The Indian man in the gas station was very kind and refused to charge him for a medium coffee with French vanilla and a pastry.  “You are a nurse,” he bowed, “Congratulations.”  Tim smiled at the last part, realizing that the little man who smelled strong of curry was still working hard on his English language skills.

Between sips of fresh coffee and sugary cinnamon bread, Tim sang, “Over the Patuxent River and through the woods to Greencastle Road I go…”  and made a mental note to kayak the snake-filled river within the next two weeks.  His pickup rattled and shimmied onto the bridge and he winced.  A road sign indicated his entry into Montgomery County prompting him to remember an unpaid speeding ticket in Virginia and the outstanding warrant for his arrest.  He winced again.  He’s safe here.  Maybe.  In Maryland.

“God of Abraham, Isaac, and Jacob and Father of Christ, please help me.” Tim meant nothing specifically by this daily prayer but mainly everything.

Spinning into a lot, he pulled his faithful and mortally injured Sylvia into a private section of the hospital parking prohibited to him, turned off the noisy grumbling engine, and relished the sudden silence.  A digital face with Christmassy green numbers revealed that fifteen minutes remained until clock-in time. He reached deep into the console and fished around for a handful of mini-bottles.  He poured two into his coffee and drank the third straight.  Alert, functional, and buzzing, Nurse Timmons kissed a bronze key and a purple cross on his necklace, looked down at his phone and said, “Say something, beautiful woman, I still love you.  I promise to stop self-medicating…”

Nothing. Wherever she was, she was still sleeping.

He closed his eyes and listened to Pavane for a Dead Princess on YouTube for over six and a half minutes as the alcohol warmed him.

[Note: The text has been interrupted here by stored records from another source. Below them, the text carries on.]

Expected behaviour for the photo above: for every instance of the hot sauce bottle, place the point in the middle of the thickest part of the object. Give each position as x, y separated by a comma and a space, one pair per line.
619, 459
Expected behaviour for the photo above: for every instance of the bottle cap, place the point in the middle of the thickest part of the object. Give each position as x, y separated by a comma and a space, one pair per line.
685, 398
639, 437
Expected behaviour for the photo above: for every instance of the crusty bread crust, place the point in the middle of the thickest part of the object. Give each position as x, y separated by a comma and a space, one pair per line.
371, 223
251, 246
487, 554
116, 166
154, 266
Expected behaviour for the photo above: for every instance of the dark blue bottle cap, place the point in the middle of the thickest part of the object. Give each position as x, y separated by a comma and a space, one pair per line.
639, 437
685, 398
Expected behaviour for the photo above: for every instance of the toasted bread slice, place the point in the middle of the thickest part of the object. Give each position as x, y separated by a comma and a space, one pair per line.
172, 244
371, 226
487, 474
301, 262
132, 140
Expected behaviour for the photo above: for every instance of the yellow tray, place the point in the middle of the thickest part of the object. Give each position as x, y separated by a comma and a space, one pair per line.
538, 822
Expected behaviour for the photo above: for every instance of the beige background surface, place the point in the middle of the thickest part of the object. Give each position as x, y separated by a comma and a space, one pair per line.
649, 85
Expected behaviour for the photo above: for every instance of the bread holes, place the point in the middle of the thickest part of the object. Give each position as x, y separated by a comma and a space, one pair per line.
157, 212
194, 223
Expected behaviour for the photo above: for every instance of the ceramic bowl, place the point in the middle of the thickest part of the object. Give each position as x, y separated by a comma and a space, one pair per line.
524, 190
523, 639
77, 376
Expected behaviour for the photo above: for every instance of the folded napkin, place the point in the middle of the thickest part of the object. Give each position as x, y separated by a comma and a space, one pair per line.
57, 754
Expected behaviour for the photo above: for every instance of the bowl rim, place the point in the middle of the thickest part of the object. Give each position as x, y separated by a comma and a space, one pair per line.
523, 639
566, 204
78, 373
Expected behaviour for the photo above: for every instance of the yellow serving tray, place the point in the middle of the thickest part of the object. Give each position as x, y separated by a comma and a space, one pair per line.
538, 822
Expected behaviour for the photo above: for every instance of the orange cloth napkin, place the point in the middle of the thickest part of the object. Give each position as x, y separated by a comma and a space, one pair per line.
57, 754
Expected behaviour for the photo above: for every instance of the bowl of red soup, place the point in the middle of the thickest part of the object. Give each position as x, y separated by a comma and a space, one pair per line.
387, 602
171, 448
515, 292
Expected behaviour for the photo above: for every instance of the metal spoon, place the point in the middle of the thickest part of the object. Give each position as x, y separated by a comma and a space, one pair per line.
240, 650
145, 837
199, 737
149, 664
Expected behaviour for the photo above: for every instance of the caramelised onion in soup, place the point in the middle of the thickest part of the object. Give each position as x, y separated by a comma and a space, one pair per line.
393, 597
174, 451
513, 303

Tim locked Sylvia behind him, draped a stethoscope around his neck, and sauntered into the building as a strange sort of celebrity, the regular staff high-fiving him and saying alright and experimenting with different combinations of his repetitive name.  Tim Timmons, Timmy-Tim, T-T, T-dawg, T.Rex, Tebow, T-money, T-bone, T-time, T-rrifick, Ice-T (and more). He walked a lanky walk with a smiling face that hid a sad heart.  A patient with sticky hands, Lou-Lou Sauer, grabbed at him as he passed, her fungal witch-like nails innocently grazing the tip of Tim’s frightened penis, spouting cataracted gibberish, a shell of a human being but still one of God’s precious creatures. A white-haired red-eyed rabbit trapped in a cage of dementia. “Good morning, Sauerkraut!” he said, and bent down to hug her. She wreaked of piss and paste.

Love them to the end, no matter what, he daily reminded himself.  Touch them (and wash your hands frequently). Speak soothingly and reassuringly to everyone entrusted to your drunken care, you worthless son of a bitch, even when they no longer know what in the blue blazing fuck is going on in the world all around them.


The very essence of hell is abandonment.